Andererseits wird Rivers in diesem Jahr, wie auch schon in der letzten Saison, eine nicht von der Hand zu weisende Ausrede als Argument für sich vorzuweisen haben. Rivers' fester Glaube, dass er mit dem Fundament der Big Three tatsächlich den Titel nach L.A. holen kann, kann von niemandem wirklich widerlegt werden, solange dem Coach immer wieder ein absoluter Eckpfeiler des Teams in der entscheidenden Phase der Saison fehlt.

Clippers-Owner Steve Ballmer hat sich bislang aus dem Basketball-Geschäft seines Teams herausgehalten, sodass es schwer ist, seine Gedankengänge und Entscheidungen bezüglich des kommenden Sommers vorherzusagen. Für seine Deals in seiner Doppelrolle als Coach und GM der Clippers hat Rivers allerdings schon viel Kritik einstecken müssen, unter anderem sein Trade für Jeff Green in der letzten Saison muss ihm als schlechte Entscheidung angerechnet werden.
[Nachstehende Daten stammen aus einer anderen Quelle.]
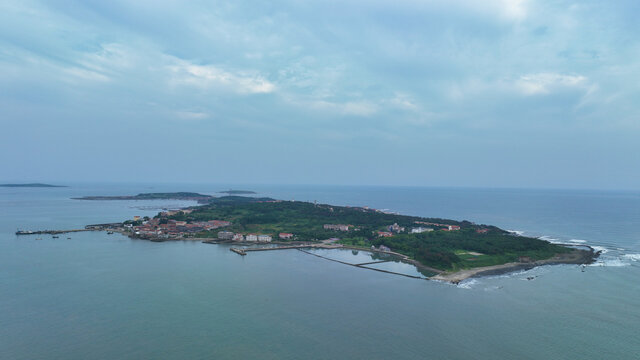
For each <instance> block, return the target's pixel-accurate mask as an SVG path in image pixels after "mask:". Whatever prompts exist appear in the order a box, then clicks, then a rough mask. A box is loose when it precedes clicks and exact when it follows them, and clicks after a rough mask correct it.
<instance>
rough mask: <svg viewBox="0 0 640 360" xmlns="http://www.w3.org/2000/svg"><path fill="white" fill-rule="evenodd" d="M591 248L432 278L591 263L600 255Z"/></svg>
mask: <svg viewBox="0 0 640 360" xmlns="http://www.w3.org/2000/svg"><path fill="white" fill-rule="evenodd" d="M589 248H590V250H588V251H587V250H580V249H574V250H573V251H572V252H570V253H566V254H559V255H556V256H554V257H552V258H550V259H546V260H537V261H532V262H510V263H506V264H501V265H493V266H484V267H478V268H473V269H464V270H458V271H456V272H451V273H442V274H438V275H436V276H433V277H431V278H430V279H432V280H438V281H444V282H449V283H452V284H458V283H460V282H461V281H463V280H466V279H470V278H474V277H481V276H495V275H503V274H508V273H512V272H517V271H524V270H531V269H533V268H535V267H538V266H543V265H560V264H576V265H583V264H591V263H593V262H594V261H595V259H596V258H597V257H598V256H599V255H600V252H595V251H594V250H593V248H591V247H589Z"/></svg>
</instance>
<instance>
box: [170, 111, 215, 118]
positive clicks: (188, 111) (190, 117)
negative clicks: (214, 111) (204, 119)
mask: <svg viewBox="0 0 640 360" xmlns="http://www.w3.org/2000/svg"><path fill="white" fill-rule="evenodd" d="M176 115H177V116H178V118H179V119H181V120H204V119H207V118H209V117H210V115H209V114H208V113H206V112H201V111H178V112H176Z"/></svg>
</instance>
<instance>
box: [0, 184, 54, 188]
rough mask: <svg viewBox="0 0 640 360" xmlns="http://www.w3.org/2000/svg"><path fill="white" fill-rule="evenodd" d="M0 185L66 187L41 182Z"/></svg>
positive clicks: (32, 186) (7, 186)
mask: <svg viewBox="0 0 640 360" xmlns="http://www.w3.org/2000/svg"><path fill="white" fill-rule="evenodd" d="M0 187H67V186H64V185H51V184H41V183H28V184H0Z"/></svg>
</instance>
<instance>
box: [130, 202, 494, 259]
mask: <svg viewBox="0 0 640 360" xmlns="http://www.w3.org/2000/svg"><path fill="white" fill-rule="evenodd" d="M178 211H182V212H184V213H187V214H188V213H190V212H191V211H192V210H190V209H183V210H176V211H165V212H161V213H160V214H159V215H160V216H159V217H157V218H148V217H145V218H140V217H139V216H135V217H134V218H133V221H126V222H125V223H124V227H125V229H126V230H127V231H128V232H130V233H131V235H133V236H134V237H139V238H146V239H153V238H156V239H180V238H189V237H194V236H195V234H198V233H202V232H214V230H217V229H221V230H220V231H218V232H217V239H218V240H219V241H230V242H256V243H269V242H272V241H273V239H274V237H273V236H272V234H255V233H246V234H244V233H239V232H232V231H225V230H224V229H223V228H225V227H228V226H230V225H231V222H230V221H226V220H209V221H195V222H187V221H178V220H173V219H168V217H169V216H171V215H174V214H176V213H177V212H178ZM415 223H416V225H417V226H415V227H412V228H411V229H409V230H408V231H407V230H406V228H405V227H402V226H399V225H398V224H397V223H394V224H392V225H389V226H387V227H386V229H385V230H384V231H376V232H375V233H374V235H376V236H377V237H392V236H394V235H396V234H401V233H410V234H419V233H423V232H430V231H434V230H441V231H457V230H460V226H458V225H449V224H439V223H432V222H424V221H415ZM323 229H324V230H330V231H336V232H349V231H350V230H359V229H358V228H357V227H355V226H354V225H348V224H324V225H323ZM481 231H482V232H486V231H488V230H487V229H479V230H478V232H481ZM277 239H278V240H283V241H291V240H295V235H294V234H293V233H285V232H281V233H278V234H277ZM329 240H331V242H336V241H338V240H340V239H339V238H337V237H334V238H331V239H329ZM379 250H381V251H390V249H389V248H388V247H386V246H384V245H381V246H380V249H379Z"/></svg>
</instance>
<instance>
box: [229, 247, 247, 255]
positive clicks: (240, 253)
mask: <svg viewBox="0 0 640 360" xmlns="http://www.w3.org/2000/svg"><path fill="white" fill-rule="evenodd" d="M229 250H231V251H233V252H234V253H236V254H238V255H242V256H245V255H247V253H246V252H244V250H243V249H238V248H231V249H229Z"/></svg>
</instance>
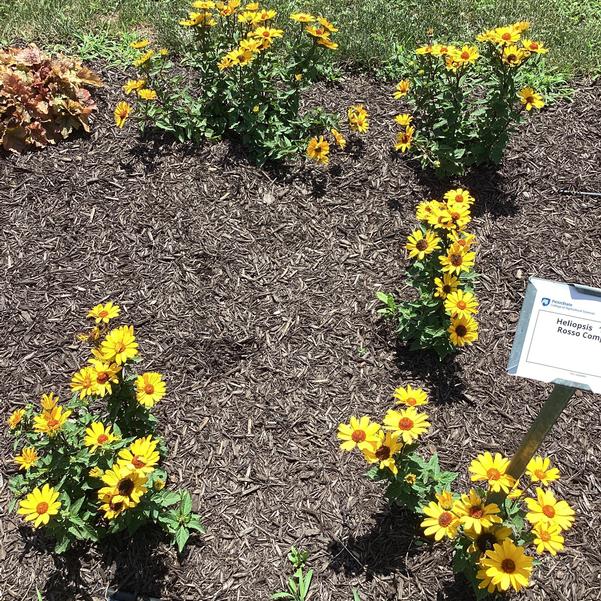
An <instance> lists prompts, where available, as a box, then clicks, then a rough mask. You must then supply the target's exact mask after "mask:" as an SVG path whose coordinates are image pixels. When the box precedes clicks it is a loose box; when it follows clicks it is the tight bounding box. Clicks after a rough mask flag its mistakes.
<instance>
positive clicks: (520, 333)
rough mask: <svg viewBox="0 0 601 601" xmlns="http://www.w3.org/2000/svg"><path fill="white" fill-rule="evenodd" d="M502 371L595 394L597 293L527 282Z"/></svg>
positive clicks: (536, 282) (552, 284)
mask: <svg viewBox="0 0 601 601" xmlns="http://www.w3.org/2000/svg"><path fill="white" fill-rule="evenodd" d="M507 371H508V373H510V374H512V375H514V376H522V377H524V378H531V379H533V380H541V381H543V382H553V383H555V384H563V385H564V386H570V387H572V388H583V389H585V390H591V391H592V392H595V393H601V289H599V288H590V287H588V286H580V285H578V284H564V283H561V282H553V281H550V280H542V279H540V278H530V280H529V282H528V288H527V289H526V297H525V299H524V304H523V305H522V311H521V313H520V320H519V322H518V327H517V331H516V335H515V340H514V342H513V348H512V349H511V356H510V357H509V365H508V367H507Z"/></svg>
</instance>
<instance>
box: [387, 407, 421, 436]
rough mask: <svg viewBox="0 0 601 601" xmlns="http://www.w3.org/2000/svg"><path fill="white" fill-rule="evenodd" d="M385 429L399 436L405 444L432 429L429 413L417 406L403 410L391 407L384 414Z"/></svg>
mask: <svg viewBox="0 0 601 601" xmlns="http://www.w3.org/2000/svg"><path fill="white" fill-rule="evenodd" d="M384 429H385V430H389V431H391V432H393V433H395V434H397V435H398V436H399V438H401V439H402V440H403V442H404V443H405V444H411V443H413V442H415V441H416V440H417V439H418V438H419V437H420V436H421V435H422V434H425V433H426V432H427V431H428V430H429V429H430V422H429V421H428V414H427V413H420V412H419V411H417V409H415V407H407V409H402V410H401V411H395V410H394V409H389V410H388V411H387V412H386V415H385V416H384Z"/></svg>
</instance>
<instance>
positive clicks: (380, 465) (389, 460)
mask: <svg viewBox="0 0 601 601" xmlns="http://www.w3.org/2000/svg"><path fill="white" fill-rule="evenodd" d="M402 448H403V445H402V444H401V443H400V442H399V440H398V437H397V436H396V435H395V434H392V433H391V432H386V434H385V435H384V437H383V438H381V439H380V443H379V444H378V446H377V447H376V448H373V447H365V448H363V449H362V451H361V452H362V453H363V457H365V459H366V461H367V462H368V463H378V464H379V468H380V469H381V470H383V469H385V468H388V469H389V470H390V471H391V472H392V473H393V474H394V475H395V476H396V475H397V474H398V472H399V470H398V468H397V465H396V461H395V459H394V456H395V454H396V453H398V452H399V451H400V450H401V449H402Z"/></svg>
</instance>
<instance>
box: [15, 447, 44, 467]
mask: <svg viewBox="0 0 601 601" xmlns="http://www.w3.org/2000/svg"><path fill="white" fill-rule="evenodd" d="M39 458H40V457H39V455H38V452H37V451H36V450H35V448H34V447H24V448H23V449H22V451H21V454H20V455H17V456H16V457H15V463H16V464H17V465H18V466H19V469H20V470H25V471H27V470H28V469H31V468H32V467H33V466H34V465H35V464H36V463H37V461H38V459H39Z"/></svg>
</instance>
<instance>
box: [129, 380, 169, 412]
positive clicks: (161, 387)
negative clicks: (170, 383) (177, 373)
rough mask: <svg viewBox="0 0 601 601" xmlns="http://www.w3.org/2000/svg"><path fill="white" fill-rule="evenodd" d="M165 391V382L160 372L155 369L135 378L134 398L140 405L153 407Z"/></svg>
mask: <svg viewBox="0 0 601 601" xmlns="http://www.w3.org/2000/svg"><path fill="white" fill-rule="evenodd" d="M166 391H167V384H165V382H164V381H163V377H162V376H161V374H159V373H157V372H155V371H149V372H146V373H143V374H142V375H141V376H138V377H137V378H136V400H137V401H138V403H140V405H143V406H144V407H146V408H148V409H150V408H152V407H154V405H155V404H156V403H158V402H159V401H160V400H161V399H162V398H163V397H164V396H165V393H166Z"/></svg>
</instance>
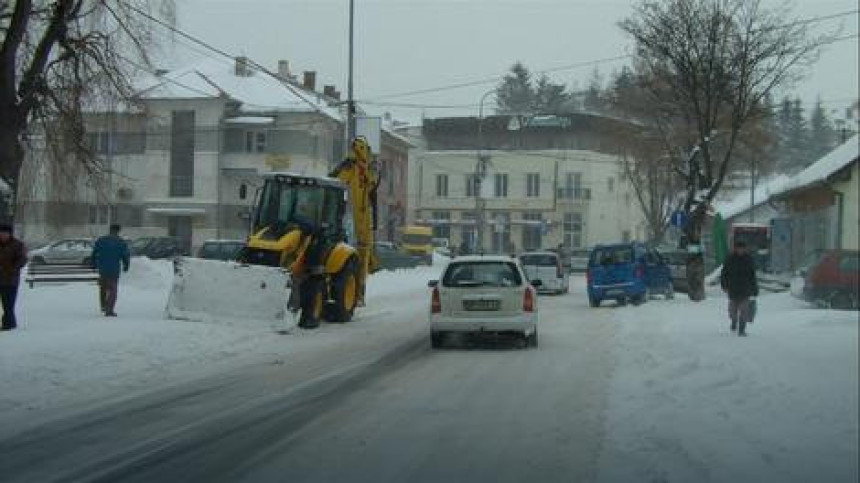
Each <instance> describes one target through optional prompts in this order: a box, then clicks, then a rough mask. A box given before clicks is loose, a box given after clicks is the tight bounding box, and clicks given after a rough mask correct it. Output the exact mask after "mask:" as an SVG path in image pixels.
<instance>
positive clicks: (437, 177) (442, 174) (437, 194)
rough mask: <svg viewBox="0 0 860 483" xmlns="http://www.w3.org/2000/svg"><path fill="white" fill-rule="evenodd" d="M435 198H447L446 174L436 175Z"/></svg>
mask: <svg viewBox="0 0 860 483" xmlns="http://www.w3.org/2000/svg"><path fill="white" fill-rule="evenodd" d="M436 196H437V197H439V198H447V197H448V175H447V174H437V175H436Z"/></svg>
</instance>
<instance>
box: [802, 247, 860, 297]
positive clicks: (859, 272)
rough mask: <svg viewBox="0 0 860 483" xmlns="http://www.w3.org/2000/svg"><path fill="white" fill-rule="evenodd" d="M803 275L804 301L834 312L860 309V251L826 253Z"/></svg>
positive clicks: (841, 250) (803, 270)
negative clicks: (832, 310) (816, 305)
mask: <svg viewBox="0 0 860 483" xmlns="http://www.w3.org/2000/svg"><path fill="white" fill-rule="evenodd" d="M800 275H801V276H803V277H804V279H803V298H804V299H806V300H808V301H810V302H813V303H815V304H818V305H823V306H825V307H830V308H834V309H843V310H851V309H857V308H858V301H860V251H858V250H824V251H822V252H821V253H820V254H819V255H818V257H817V260H816V261H814V262H813V263H812V264H811V265H810V266H809V267H808V268H805V269H801V270H800Z"/></svg>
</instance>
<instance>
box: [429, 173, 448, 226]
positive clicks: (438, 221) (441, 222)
mask: <svg viewBox="0 0 860 483" xmlns="http://www.w3.org/2000/svg"><path fill="white" fill-rule="evenodd" d="M446 184H447V176H446ZM433 238H444V239H446V240H448V239H450V238H451V212H449V211H434V212H433Z"/></svg>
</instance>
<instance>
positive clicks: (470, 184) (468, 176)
mask: <svg viewBox="0 0 860 483" xmlns="http://www.w3.org/2000/svg"><path fill="white" fill-rule="evenodd" d="M476 196H478V177H477V176H475V174H473V173H469V174H467V175H466V197H467V198H474V197H476Z"/></svg>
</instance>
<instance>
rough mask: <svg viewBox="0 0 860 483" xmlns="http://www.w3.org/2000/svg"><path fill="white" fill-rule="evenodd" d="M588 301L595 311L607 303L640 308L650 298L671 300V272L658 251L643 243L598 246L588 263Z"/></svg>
mask: <svg viewBox="0 0 860 483" xmlns="http://www.w3.org/2000/svg"><path fill="white" fill-rule="evenodd" d="M586 278H587V280H588V301H589V303H590V304H591V306H592V307H598V306H600V303H601V302H602V301H604V300H606V299H613V300H616V301H618V304H619V305H624V304H626V303H627V302H628V301H629V302H632V303H634V304H640V303H643V302H645V300H647V299H648V297H649V295H654V294H661V295H663V296H665V297H666V298H667V299H669V298H672V297H673V296H674V293H675V289H674V287H673V285H672V272H671V271H670V269H669V265H668V263H667V262H666V258H665V257H663V255H661V254H660V253H659V252H658V251H657V250H655V249H653V248H649V247H647V246H645V245H644V244H642V243H635V242H634V243H617V244H611V245H597V246H596V247H594V249H593V250H592V251H591V255H590V256H589V259H588V271H587V272H586Z"/></svg>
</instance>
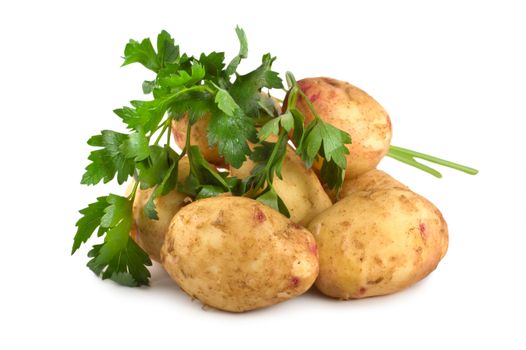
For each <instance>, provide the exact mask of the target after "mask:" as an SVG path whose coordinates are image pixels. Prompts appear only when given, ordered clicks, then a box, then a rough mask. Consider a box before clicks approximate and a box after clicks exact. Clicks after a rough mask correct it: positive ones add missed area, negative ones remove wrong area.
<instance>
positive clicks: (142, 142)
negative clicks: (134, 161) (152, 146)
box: [120, 131, 150, 162]
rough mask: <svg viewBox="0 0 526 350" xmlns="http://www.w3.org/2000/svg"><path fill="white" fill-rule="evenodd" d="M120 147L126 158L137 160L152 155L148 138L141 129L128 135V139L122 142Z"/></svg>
mask: <svg viewBox="0 0 526 350" xmlns="http://www.w3.org/2000/svg"><path fill="white" fill-rule="evenodd" d="M120 148H121V151H122V153H123V154H124V156H125V157H126V158H133V159H134V160H135V161H136V162H138V161H141V160H143V159H146V158H148V156H149V155H150V149H149V148H148V138H146V135H144V133H143V132H140V131H138V132H134V133H131V134H130V135H128V139H127V140H125V141H124V142H123V143H122V144H121V146H120Z"/></svg>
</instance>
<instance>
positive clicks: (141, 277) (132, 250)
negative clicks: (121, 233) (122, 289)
mask: <svg viewBox="0 0 526 350" xmlns="http://www.w3.org/2000/svg"><path fill="white" fill-rule="evenodd" d="M105 244H106V243H104V244H97V245H94V246H93V248H92V249H91V250H90V252H89V253H88V257H90V258H92V259H91V260H90V261H89V262H88V267H89V268H90V269H91V270H92V271H93V272H94V273H95V274H96V275H97V276H101V277H102V279H108V278H109V279H111V280H113V281H114V282H116V283H118V284H120V285H124V286H129V287H136V286H143V285H148V284H149V282H148V280H149V278H150V272H149V271H148V269H147V268H146V266H151V265H152V262H151V260H150V258H149V257H148V255H147V254H146V253H145V252H144V251H143V250H142V249H141V248H140V247H139V246H138V245H137V243H135V241H134V240H132V239H128V241H127V242H126V245H125V247H124V248H123V249H122V250H120V251H119V252H118V253H117V254H116V255H115V256H114V257H113V258H112V259H111V260H110V261H109V263H107V264H101V263H99V262H97V258H98V257H99V256H100V251H101V250H102V249H103V248H104V245H105Z"/></svg>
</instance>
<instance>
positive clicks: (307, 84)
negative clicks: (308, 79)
mask: <svg viewBox="0 0 526 350" xmlns="http://www.w3.org/2000/svg"><path fill="white" fill-rule="evenodd" d="M298 86H299V87H300V89H301V91H303V92H304V93H307V91H309V89H310V88H311V87H312V85H311V84H309V83H308V82H306V81H301V80H300V81H298Z"/></svg>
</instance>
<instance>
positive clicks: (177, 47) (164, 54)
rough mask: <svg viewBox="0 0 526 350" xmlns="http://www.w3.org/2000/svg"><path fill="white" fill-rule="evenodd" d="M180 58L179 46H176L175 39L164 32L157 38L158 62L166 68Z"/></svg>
mask: <svg viewBox="0 0 526 350" xmlns="http://www.w3.org/2000/svg"><path fill="white" fill-rule="evenodd" d="M178 58H179V46H178V45H175V42H174V39H173V38H172V36H171V35H170V34H169V33H168V32H167V31H166V30H163V31H162V32H161V33H160V34H159V35H158V36H157V61H158V62H159V65H160V66H161V68H162V67H164V66H165V65H167V64H170V63H174V62H176V61H177V59H178Z"/></svg>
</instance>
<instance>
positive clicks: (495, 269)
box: [0, 0, 526, 350]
Sollten die Clippers im Sommer tatsächlich Paul, Griffin und Redick halten können, würde Ballmer alleine das Teamgehalt jährlich fast 200 Millionen Dollar kosten. Ob der Windows-Mitbegründer dazu bereit ist, ist fraglich. Sollte er es aber sein, wird er sicherstellen wollen, dass die besten verfügbaren Leute die Entscheidungen in seiner Franchise treffen dürfen. Ob das (immer noch) Rivers ist? Das weiß wohl nur Ballmer.